Au moment où l’indice du TSX se maintient près de son niveau record, que reste-t-il donc des enseignements de Benjamin Graham colligés dans son classique L’investisseur intelligent ? La question a été posée à trois de ses adeptes.

[L’investisseur intelligent], c’est la base de l’investissement. Ça va toujours être intemporel. La façon d’investir peut avoir évolué. Mais les principes derrière sa philosophie vont toujours être valables.

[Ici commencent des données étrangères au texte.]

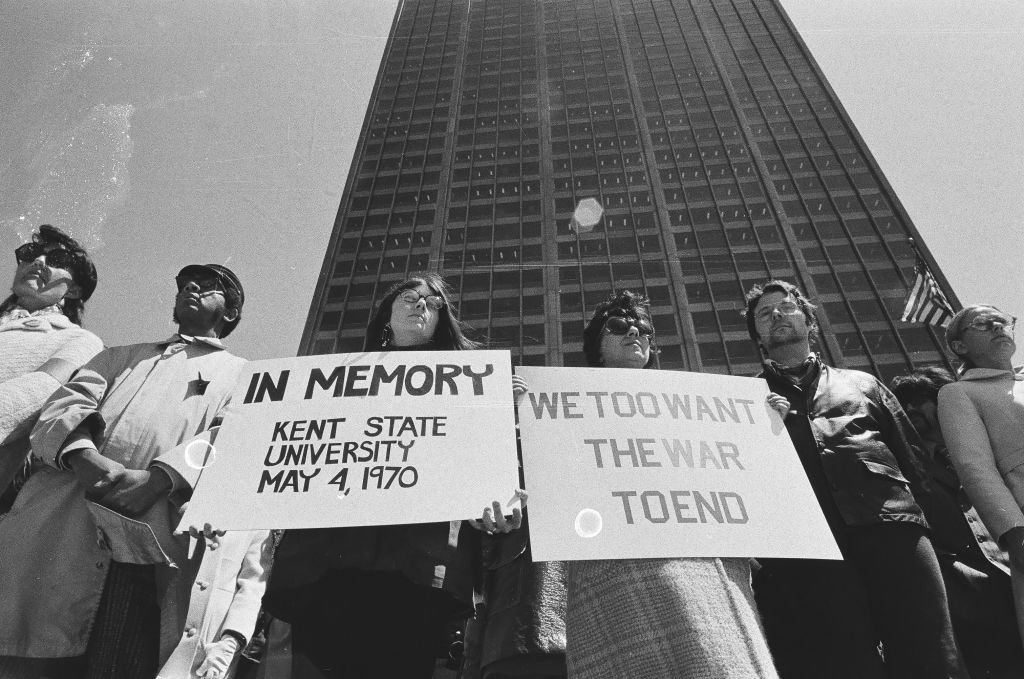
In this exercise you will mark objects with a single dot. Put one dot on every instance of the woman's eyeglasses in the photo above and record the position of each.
(56, 257)
(988, 324)
(204, 285)
(412, 298)
(620, 326)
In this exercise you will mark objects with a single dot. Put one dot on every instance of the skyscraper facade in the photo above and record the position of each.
(712, 139)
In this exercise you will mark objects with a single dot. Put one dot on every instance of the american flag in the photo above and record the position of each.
(927, 303)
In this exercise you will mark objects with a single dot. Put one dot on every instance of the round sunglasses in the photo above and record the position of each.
(56, 257)
(412, 298)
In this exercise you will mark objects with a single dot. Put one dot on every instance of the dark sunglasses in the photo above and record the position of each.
(619, 326)
(411, 297)
(55, 257)
(204, 285)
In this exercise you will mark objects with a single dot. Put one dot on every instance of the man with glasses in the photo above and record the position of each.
(118, 441)
(982, 418)
(41, 341)
(826, 619)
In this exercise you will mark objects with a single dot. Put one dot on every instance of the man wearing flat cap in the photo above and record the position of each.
(94, 582)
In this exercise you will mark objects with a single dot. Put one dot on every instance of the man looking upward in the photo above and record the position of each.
(825, 619)
(117, 434)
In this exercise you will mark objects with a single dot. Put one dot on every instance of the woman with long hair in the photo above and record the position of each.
(982, 420)
(377, 601)
(656, 618)
(41, 340)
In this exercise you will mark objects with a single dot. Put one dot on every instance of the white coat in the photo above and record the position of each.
(225, 595)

Philippe Le Blanc, chef des placements et président du conseil de la firme Cote 100

Qui est Benjamin Graham ?

Financier, mais surtout homme d’une grande érudition, Benjamin Graham (1894-1976) est, aux dires de ses adeptes, sans doute le premier à avoir injecté une dose de rationalité dans le domaine de l’investissement, à une époque où celui-ci carburait à la spéculation. On doit à cet économiste devenu universitaire la publication d’un ouvrage, Security Analysis en 1934, destiné aux professionnels du placement, puis d’un titre grand public, The Intelligent Investor en 1949, devenu la bible de l’investisseur au détail. L’écrivain financier a d’abord été un gestionnaire doué, obtenant un rendement annuel moyen de 14,7 % après les frais, sur une période de 20 ans s’étalant de 1936 à 1956, année de sa retraite à titre de gestionnaire de fonds.

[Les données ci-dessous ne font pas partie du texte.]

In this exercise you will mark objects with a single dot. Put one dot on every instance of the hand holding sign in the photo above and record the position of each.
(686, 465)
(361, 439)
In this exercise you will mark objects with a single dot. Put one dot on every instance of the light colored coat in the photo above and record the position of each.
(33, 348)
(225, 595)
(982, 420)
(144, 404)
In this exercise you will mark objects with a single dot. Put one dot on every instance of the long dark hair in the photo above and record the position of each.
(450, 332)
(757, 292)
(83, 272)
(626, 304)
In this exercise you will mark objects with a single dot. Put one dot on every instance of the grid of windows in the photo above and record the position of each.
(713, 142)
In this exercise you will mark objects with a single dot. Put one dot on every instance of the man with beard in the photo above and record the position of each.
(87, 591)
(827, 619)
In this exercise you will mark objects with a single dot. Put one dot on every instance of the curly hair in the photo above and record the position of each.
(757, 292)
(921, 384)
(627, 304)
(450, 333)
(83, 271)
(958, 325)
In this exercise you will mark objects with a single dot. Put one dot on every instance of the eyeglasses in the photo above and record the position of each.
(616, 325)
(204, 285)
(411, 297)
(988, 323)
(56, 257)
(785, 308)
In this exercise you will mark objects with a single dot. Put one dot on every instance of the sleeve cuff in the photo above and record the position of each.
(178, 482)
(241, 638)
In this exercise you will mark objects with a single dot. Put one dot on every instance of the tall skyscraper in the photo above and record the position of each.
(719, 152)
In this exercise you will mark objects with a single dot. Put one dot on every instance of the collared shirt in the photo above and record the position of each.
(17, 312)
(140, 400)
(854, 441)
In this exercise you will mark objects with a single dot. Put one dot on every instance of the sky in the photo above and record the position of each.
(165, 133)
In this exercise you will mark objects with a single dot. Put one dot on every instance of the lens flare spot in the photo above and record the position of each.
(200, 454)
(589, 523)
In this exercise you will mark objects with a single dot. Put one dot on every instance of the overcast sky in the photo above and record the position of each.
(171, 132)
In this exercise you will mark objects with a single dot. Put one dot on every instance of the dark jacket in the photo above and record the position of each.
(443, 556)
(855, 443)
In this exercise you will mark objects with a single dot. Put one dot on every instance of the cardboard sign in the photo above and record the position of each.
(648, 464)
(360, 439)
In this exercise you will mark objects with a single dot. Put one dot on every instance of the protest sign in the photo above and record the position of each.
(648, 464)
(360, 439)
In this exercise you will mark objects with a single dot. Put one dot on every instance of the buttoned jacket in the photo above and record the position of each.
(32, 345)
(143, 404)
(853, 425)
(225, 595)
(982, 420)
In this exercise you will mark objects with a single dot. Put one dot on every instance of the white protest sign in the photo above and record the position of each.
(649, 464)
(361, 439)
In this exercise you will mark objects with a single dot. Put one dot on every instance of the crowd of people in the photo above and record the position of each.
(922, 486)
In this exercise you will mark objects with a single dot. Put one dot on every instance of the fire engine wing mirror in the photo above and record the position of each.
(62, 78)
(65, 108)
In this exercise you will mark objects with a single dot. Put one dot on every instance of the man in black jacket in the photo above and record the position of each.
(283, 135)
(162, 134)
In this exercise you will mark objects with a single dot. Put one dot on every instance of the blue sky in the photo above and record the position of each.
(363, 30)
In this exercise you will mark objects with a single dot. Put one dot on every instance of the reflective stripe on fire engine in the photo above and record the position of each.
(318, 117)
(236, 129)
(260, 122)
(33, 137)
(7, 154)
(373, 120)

L’Investisseur intelligent

Publié d’abord en 1949, cet ouvrage de plus de 600 pages a fait l’objet de quatre éditions du vivant de son auteur. La dernière remonte à 1973 et sa préface a été signée par son plus célèbre fidèle, l’oracle d’Omaha, Warren Buffett. Une édition révisée a été publiée après le krach des technos, en 2003. Cette dernière est commentée par le journaliste financier Jason Zweig, aujourd’hui chroniqueur en finances personnelles au Wall Street Journal.

Agir en propriétaire

L’investisseur est intelligent quand il se comporte comme une personne en affaires, prête à mettre l’effort pour mieux faire fructifier son avoir. Dans ses commentaires portant sur le chapitre premier, Zweig résume la pensée de Graham par trois éléments : analyser la société avant d’acheter, se protéger contre le risque de subir de lourdes pertes (éviter les achats sur marge) et viser une performance adéquate, pas exceptionnelle.

L’activité d’investir en Bourse, quand c’est fait de façon intelligente, selon Ben Graham, c’est vraiment se comporter comme si on achetait la totalité de l’entreprise et non pas des jetons de casino ou essayer de prédire le marché à court terme, ce que Ben Graham considère comme étant de la spéculation.

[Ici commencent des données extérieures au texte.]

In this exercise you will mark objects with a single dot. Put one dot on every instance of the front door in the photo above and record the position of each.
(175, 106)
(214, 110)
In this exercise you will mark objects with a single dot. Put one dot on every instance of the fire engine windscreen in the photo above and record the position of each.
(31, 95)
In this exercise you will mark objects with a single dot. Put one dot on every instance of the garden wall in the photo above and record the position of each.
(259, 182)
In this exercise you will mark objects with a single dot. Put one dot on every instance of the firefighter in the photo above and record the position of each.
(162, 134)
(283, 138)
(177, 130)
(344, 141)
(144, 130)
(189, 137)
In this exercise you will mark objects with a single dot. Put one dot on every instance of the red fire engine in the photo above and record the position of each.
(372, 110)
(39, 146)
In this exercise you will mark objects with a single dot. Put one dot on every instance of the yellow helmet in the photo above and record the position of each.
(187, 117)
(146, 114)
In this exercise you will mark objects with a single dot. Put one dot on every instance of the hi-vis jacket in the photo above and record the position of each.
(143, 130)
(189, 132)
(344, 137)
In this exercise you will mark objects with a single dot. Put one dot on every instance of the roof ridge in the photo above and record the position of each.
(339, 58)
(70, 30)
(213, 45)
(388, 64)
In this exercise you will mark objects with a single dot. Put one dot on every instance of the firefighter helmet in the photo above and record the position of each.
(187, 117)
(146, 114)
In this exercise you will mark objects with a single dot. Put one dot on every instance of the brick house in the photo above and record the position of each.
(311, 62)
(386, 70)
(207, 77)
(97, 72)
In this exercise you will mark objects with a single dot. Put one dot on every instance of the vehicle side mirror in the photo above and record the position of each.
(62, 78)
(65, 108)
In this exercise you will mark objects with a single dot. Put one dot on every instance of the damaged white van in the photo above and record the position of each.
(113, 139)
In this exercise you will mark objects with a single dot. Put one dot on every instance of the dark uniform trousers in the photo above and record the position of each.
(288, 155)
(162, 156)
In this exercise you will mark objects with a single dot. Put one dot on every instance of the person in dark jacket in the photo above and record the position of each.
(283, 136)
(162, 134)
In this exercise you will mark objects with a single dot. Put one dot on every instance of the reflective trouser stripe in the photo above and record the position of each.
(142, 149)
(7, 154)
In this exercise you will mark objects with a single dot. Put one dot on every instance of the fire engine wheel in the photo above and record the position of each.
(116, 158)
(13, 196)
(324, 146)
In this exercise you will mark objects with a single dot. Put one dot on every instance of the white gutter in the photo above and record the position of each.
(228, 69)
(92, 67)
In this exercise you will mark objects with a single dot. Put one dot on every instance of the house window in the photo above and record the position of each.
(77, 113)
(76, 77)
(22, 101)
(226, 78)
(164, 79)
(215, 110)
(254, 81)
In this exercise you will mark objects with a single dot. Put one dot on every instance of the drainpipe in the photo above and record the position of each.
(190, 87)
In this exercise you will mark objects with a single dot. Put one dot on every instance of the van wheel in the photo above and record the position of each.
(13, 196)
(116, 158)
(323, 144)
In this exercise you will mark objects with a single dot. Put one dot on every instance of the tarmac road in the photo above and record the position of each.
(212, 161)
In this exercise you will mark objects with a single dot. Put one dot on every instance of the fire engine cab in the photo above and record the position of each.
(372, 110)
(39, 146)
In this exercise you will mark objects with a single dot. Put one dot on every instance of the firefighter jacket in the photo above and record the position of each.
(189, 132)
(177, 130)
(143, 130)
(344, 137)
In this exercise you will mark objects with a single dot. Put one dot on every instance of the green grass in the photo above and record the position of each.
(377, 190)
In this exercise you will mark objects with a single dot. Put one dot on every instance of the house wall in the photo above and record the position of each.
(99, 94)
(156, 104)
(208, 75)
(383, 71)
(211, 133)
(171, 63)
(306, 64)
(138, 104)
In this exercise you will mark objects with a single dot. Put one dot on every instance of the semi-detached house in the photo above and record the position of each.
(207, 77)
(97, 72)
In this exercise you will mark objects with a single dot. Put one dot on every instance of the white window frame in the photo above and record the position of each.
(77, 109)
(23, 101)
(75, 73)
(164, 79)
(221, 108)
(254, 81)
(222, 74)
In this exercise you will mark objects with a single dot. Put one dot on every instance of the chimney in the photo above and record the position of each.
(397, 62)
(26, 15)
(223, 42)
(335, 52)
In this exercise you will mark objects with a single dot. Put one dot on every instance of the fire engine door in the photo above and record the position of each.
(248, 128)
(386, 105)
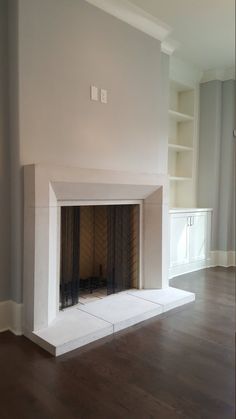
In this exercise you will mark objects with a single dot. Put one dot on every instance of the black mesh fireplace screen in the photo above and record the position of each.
(99, 249)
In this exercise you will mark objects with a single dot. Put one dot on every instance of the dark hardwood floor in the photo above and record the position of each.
(178, 366)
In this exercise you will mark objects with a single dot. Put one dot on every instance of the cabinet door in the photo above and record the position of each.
(178, 240)
(198, 237)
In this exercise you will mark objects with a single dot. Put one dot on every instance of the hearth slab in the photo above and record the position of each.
(169, 298)
(72, 329)
(83, 324)
(122, 310)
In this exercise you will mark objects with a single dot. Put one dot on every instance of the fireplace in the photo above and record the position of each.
(49, 188)
(99, 251)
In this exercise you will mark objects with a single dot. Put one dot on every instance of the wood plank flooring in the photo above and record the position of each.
(178, 366)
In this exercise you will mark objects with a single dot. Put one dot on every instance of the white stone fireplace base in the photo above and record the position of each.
(46, 189)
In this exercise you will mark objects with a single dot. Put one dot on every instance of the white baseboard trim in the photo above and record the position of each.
(222, 258)
(11, 317)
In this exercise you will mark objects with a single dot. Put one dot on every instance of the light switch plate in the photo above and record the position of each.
(94, 93)
(103, 96)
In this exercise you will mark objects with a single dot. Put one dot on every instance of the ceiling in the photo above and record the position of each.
(204, 29)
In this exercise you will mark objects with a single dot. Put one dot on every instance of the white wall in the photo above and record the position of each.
(61, 47)
(65, 46)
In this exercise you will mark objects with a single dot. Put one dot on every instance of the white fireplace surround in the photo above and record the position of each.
(46, 189)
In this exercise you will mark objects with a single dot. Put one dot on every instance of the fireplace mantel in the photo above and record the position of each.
(45, 188)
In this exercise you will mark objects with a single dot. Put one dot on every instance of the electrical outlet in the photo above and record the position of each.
(103, 96)
(94, 93)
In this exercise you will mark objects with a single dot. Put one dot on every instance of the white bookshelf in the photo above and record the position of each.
(182, 147)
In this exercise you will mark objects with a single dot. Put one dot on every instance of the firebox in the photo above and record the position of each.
(99, 251)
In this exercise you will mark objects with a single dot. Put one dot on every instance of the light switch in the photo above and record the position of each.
(103, 96)
(94, 93)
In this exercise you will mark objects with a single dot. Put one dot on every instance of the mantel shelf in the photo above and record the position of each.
(180, 117)
(178, 147)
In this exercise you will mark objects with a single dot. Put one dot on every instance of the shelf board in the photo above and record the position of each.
(178, 147)
(180, 178)
(180, 117)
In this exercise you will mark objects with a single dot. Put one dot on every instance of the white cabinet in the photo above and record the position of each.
(190, 234)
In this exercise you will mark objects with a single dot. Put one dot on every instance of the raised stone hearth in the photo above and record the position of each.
(46, 190)
(83, 324)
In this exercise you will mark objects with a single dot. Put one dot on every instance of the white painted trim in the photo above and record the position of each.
(184, 73)
(222, 258)
(221, 74)
(134, 16)
(11, 317)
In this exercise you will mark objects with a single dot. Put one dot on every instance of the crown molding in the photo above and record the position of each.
(169, 46)
(221, 74)
(135, 16)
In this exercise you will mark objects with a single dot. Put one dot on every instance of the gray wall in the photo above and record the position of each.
(4, 159)
(58, 49)
(216, 187)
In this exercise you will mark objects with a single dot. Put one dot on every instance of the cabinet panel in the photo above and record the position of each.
(198, 238)
(178, 240)
(190, 234)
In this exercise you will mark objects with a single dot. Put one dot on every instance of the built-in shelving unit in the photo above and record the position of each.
(182, 145)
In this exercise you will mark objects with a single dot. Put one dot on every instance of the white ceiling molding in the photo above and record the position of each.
(221, 74)
(169, 46)
(134, 16)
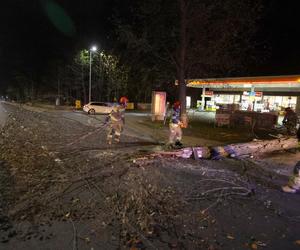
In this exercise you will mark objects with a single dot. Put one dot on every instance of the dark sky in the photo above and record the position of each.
(29, 38)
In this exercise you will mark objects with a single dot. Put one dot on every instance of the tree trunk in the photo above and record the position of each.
(182, 57)
(255, 147)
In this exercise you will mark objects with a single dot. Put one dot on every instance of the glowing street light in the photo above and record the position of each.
(92, 49)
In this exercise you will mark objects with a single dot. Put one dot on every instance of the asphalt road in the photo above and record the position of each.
(3, 115)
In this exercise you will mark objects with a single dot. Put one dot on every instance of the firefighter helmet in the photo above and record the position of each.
(123, 100)
(176, 104)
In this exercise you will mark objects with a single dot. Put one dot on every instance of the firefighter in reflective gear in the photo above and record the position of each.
(175, 131)
(116, 120)
(290, 121)
(123, 101)
(293, 185)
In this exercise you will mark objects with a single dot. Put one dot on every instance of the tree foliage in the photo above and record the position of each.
(180, 39)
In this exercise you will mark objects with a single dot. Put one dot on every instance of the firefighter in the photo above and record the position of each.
(290, 121)
(116, 123)
(293, 185)
(175, 131)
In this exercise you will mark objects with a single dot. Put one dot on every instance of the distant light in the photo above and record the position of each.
(94, 48)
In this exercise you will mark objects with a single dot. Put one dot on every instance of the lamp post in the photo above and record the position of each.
(93, 49)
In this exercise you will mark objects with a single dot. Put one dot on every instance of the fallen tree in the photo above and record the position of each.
(256, 147)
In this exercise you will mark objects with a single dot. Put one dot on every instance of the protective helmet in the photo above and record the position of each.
(176, 104)
(123, 100)
(297, 169)
(117, 108)
(288, 109)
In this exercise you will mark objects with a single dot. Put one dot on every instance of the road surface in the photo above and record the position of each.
(3, 115)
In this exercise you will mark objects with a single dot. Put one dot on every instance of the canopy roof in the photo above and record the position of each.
(290, 83)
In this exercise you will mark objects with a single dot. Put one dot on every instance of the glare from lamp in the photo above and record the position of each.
(94, 48)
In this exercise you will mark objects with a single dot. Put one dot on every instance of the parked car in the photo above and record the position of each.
(98, 107)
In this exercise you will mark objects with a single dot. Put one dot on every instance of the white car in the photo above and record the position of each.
(98, 107)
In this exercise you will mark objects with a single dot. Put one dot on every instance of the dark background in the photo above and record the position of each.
(29, 40)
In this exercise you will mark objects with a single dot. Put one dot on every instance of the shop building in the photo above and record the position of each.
(260, 94)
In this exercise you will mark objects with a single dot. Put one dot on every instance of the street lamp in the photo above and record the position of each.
(92, 49)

François Rochon, président de Giverny Capital

M. Marché

Au chapitre 8, M. Graham explique à ses lecteurs que le marché boursier est un être maniaco-dépressif. Un jour, M. Marché trouve une entreprise fantastique et est prêt à l’acheter à n’importe quel prix ; puis, le lendemain, M. Marché voit subitement tout en noir et ne pense plus qu’à procéder à une vente précipitée avant qu’il ne soit trop tard.

« L’investisseur intelligent est conscient que le marché agit de cette façon et tâchera d’en profiter, dit François Rochon. S’il trouve qu’on lui offre un prix trop élevé par rapport à la juste valeur, il est mieux de vendre ses actions. À l’inverse, à un prix extrêmement bas, il en profitera pour en acheter ou en racheter pour augmenter sa position dans la société. »

« C’est un principe qui est toujours valable. Soixante-dix ans après la première édition de L’investisseur intelligent, le marché boursier se comporte toujours comme une personne maniaco-dépressive », souligne le gestionnaire de portefeuille.

Se donner une marge de sécurité

Au chapitre 20, Benjamin Graham insiste sur l’importance d’acheter une action d’entreprise au rabais par rapport à l’évaluation que l’investisseur se fait d’un titre. « L’évaluation d’un titre est un exercice imprécis. Il y a beaucoup d’estimation là-dedans. Si on pense que le titre vaut 100 $, mais qu’il se vend 65 $, même si on s’est trompé quelque peu dans l’évaluation de 100 $, au moins on a une marge de sécurité importante. [Ce principe] sera toujours valable, à mon avis, dans l’investissement », dit Philippe Leblanc.

Ce qui a mal vieilli

Aux yeux de M. Graham, acheter au rabais signifiait acheter à un prix inférieur à la valeur des actifs tangibles, soit en bas de sa valeur liquidative. Au mieux encore, il recommandait d’acheter à escompte par rapport à la valeur nette de son fonds de roulement. À son époque, les titres manufacturiers étaient légion sur les parquets de la Bourse. De nos jours, des sociétés informatiques comme CGI ont somme toute peu d’actifs tangibles (comme des stocks et des immobilisations). Autre changement, l’information est instantanément accessible. Les aubaines restent moins longtemps sur les tablettes que dans les années 50.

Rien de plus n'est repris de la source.